To passers-by or visitors, the queue is apparently anticipating something. Surely these people must be waiting in line for a thing worth waiting for? Are they expecting the opening of an anonymous door where the head of the line might have assembled? Should we join the queue? Are we – perish the thought – missing out on some fabulous opportunity, or a promotional giveaway? Should we ask?

Having spent every day of the fair performing the work around the stands and facilities of its Regent's Park marquee, the actors had already developed an hilariously nuanced vocabulary of queueing behaviour when it came to my induction in the art of hanging around. Watches were nervously checked with method authenticity – the frustrating sense of time wasting was, after all, a palpable enough experience. Heads were shaken and strained in dismay at the imagined tardiness of the affair. Noncommittal, slightly glassy-eyed enquiry deflections were sighed – "I think we're in the wrong place", "it should have started an hour ago" – and indignant rebuttals to perceived transgressions of protocol – "there is a queue, you know" – were mischievously deployed. At the fair performance the professional queuers apparently took to lining up repeatedly through the spaces of clearly peeved gallerists, and gleefully baffling the security guards.

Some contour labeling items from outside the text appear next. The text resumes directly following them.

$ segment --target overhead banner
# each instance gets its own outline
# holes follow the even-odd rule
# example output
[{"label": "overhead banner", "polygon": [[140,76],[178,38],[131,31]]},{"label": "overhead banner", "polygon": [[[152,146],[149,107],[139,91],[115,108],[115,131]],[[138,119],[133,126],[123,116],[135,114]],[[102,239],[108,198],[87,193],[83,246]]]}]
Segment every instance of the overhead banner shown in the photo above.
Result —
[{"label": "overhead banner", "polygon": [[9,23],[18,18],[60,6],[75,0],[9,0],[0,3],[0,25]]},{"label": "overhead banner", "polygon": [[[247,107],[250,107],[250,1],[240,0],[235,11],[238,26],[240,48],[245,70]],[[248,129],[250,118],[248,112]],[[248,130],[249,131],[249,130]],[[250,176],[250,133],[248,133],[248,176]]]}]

The British capital has seen its share of mercenary queuer-uppers before. In autumn 2001, newspapers reported the founding of q4u London, an agency promising that in exchange for your cash, "responsible mature ladies will queue in your place to buy tickets and sales bargains". Time costs money, and when, according to a report on the queue jamboree that was the Millennium Dome, Brits spend the equivalent of 23 days a year in line, the queue's relationship with economics can be astonishingly ruthless. Charging through the nose for the privilege of skipping the wait, or the maths of how long potential customers can be relied on to hang around before parting with their cash – or demanding their money back – are all part of the jiggery-pokery of a queue-based market economy.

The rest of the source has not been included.